Desde otro punto de vista, el gobierno de Chávez está a punto de definir su identidad final. En sus orígenes, ese gobierno respondía a una suma heterogénea de intereses sociales e ideales, muchas veces contradictorios entre sí, propios al movimiento social que lo llevó al poder. Esas contradictorias corrientes coexistían con un marcado militarismo representado en la propia figura presidencial y en sus principales colaboradores. Durante un largo tiempo el chavismo fue, por así decirlo, una criatura con dos personalidades, las que a veces se cruzaban entre sí. Una social, reivindicacionista, asistencial; en fin, populista; y otra militar, autoritaria, personalista y dictatorial. Las elecciones parlamentarias del 26 de septiembre han demostrado al gobierno que la primera personalidad ya no sirve para prolongar su poder más allá de los plazos estipulados.
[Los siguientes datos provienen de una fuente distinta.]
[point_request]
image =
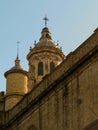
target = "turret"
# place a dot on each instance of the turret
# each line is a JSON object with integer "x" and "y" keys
{"x": 16, "y": 85}
{"x": 43, "y": 58}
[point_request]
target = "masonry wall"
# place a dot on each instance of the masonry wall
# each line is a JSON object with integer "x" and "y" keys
{"x": 71, "y": 105}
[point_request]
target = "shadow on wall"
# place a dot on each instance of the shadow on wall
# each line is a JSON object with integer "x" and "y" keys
{"x": 32, "y": 127}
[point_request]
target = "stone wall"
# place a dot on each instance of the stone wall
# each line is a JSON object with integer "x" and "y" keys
{"x": 65, "y": 99}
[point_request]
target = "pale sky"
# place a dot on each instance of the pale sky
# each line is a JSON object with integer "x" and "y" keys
{"x": 70, "y": 22}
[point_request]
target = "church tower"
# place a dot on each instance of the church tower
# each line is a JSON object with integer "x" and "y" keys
{"x": 16, "y": 85}
{"x": 43, "y": 58}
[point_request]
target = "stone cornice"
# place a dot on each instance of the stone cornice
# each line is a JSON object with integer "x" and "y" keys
{"x": 73, "y": 61}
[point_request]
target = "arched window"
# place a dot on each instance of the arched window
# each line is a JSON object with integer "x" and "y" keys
{"x": 52, "y": 66}
{"x": 40, "y": 68}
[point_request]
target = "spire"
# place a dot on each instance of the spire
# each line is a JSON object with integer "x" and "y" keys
{"x": 17, "y": 61}
{"x": 18, "y": 49}
{"x": 46, "y": 20}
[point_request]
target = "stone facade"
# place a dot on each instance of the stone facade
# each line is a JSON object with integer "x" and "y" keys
{"x": 64, "y": 99}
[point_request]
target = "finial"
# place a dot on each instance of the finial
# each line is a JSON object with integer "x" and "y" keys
{"x": 18, "y": 49}
{"x": 46, "y": 19}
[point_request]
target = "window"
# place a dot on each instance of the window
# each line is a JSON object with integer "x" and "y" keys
{"x": 40, "y": 68}
{"x": 52, "y": 66}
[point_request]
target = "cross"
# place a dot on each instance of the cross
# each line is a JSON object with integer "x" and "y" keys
{"x": 18, "y": 49}
{"x": 46, "y": 19}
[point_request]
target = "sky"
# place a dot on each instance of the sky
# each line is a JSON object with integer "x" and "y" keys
{"x": 71, "y": 22}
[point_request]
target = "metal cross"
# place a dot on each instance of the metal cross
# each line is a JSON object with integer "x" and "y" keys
{"x": 18, "y": 49}
{"x": 46, "y": 19}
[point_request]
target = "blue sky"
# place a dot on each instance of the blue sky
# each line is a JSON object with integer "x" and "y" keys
{"x": 70, "y": 21}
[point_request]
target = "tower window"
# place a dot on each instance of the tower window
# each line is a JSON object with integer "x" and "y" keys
{"x": 52, "y": 66}
{"x": 40, "y": 68}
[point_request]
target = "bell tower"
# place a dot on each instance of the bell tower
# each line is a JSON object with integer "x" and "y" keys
{"x": 43, "y": 57}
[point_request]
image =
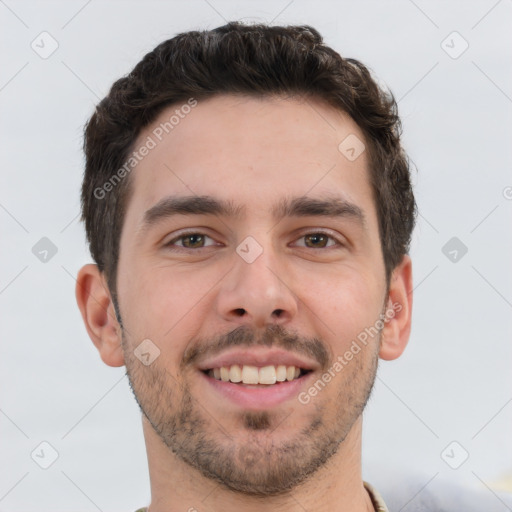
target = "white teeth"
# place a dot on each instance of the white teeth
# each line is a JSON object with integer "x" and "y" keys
{"x": 248, "y": 374}
{"x": 224, "y": 374}
{"x": 268, "y": 375}
{"x": 235, "y": 373}
{"x": 281, "y": 373}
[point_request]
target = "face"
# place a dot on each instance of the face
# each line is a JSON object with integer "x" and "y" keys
{"x": 250, "y": 250}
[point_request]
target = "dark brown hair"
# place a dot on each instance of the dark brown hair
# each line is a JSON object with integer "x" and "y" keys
{"x": 257, "y": 60}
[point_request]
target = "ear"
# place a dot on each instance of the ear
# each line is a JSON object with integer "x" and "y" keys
{"x": 397, "y": 326}
{"x": 98, "y": 314}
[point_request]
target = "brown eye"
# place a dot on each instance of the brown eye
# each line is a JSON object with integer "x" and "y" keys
{"x": 315, "y": 240}
{"x": 193, "y": 241}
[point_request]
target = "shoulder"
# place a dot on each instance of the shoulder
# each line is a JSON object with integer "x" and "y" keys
{"x": 435, "y": 495}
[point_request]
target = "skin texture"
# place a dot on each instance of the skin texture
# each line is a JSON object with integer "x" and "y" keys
{"x": 307, "y": 295}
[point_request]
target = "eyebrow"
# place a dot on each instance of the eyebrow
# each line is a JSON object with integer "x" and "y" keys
{"x": 303, "y": 206}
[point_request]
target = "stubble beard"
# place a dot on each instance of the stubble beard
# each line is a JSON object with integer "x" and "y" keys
{"x": 255, "y": 463}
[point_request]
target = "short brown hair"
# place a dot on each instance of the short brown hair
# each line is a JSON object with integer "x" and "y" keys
{"x": 257, "y": 60}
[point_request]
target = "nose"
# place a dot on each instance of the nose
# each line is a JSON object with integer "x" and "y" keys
{"x": 257, "y": 293}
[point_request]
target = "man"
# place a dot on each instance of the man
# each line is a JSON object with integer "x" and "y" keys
{"x": 249, "y": 208}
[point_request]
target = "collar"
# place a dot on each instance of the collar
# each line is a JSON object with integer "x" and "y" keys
{"x": 378, "y": 502}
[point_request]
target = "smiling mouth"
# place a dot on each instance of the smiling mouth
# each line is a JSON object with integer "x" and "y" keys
{"x": 254, "y": 375}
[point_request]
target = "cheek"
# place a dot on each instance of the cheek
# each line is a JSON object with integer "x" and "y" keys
{"x": 344, "y": 305}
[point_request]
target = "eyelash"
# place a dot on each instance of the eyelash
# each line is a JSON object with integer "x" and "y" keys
{"x": 188, "y": 233}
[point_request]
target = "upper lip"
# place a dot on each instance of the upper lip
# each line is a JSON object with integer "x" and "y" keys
{"x": 258, "y": 357}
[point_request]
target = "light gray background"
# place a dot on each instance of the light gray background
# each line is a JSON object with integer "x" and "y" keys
{"x": 452, "y": 384}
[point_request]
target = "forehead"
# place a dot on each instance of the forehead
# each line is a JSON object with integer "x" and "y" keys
{"x": 251, "y": 150}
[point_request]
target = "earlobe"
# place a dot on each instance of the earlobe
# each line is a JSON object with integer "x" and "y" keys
{"x": 97, "y": 309}
{"x": 397, "y": 328}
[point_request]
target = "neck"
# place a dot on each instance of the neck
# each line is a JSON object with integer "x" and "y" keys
{"x": 175, "y": 486}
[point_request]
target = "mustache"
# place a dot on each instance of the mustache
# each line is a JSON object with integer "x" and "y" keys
{"x": 272, "y": 336}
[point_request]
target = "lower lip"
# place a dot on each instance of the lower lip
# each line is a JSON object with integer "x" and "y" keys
{"x": 261, "y": 397}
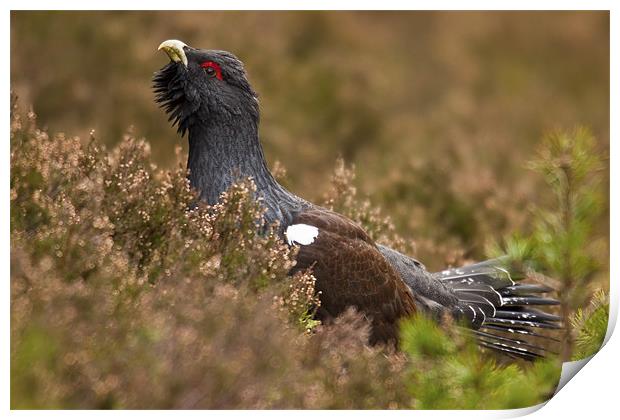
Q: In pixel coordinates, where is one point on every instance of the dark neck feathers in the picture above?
(223, 151)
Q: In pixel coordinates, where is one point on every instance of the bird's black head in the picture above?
(203, 86)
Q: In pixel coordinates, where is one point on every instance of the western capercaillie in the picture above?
(207, 95)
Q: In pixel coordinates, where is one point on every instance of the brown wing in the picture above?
(350, 271)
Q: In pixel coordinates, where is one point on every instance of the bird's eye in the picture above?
(212, 69)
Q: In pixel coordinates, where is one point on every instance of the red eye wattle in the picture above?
(212, 65)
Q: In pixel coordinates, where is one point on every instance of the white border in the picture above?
(593, 393)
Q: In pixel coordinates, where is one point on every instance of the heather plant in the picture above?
(128, 293)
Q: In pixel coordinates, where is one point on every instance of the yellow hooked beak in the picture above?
(174, 49)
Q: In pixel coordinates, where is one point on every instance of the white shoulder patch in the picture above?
(301, 234)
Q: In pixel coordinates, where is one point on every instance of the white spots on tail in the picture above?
(301, 234)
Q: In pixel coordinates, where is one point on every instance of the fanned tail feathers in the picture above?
(500, 310)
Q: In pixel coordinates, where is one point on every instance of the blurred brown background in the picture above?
(439, 111)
O dicho en breve: el gobierno de Chávez es cada vez menos populista y cada vez más gorilista. Eso significará que tarde o temprano ocurrirán nuevos desplazamientos del chavismo no gorilista, si no hacia la oposición anti-chavista, por lo menos hacia una disidencia no-chavista.
De este modo, la pregunta frente a la cual nadie tiene todavía una respuesta es: ¿cuáles serán las formas orgánicas que emergerán en Venezuela para afrontar la nueva coyuntura política?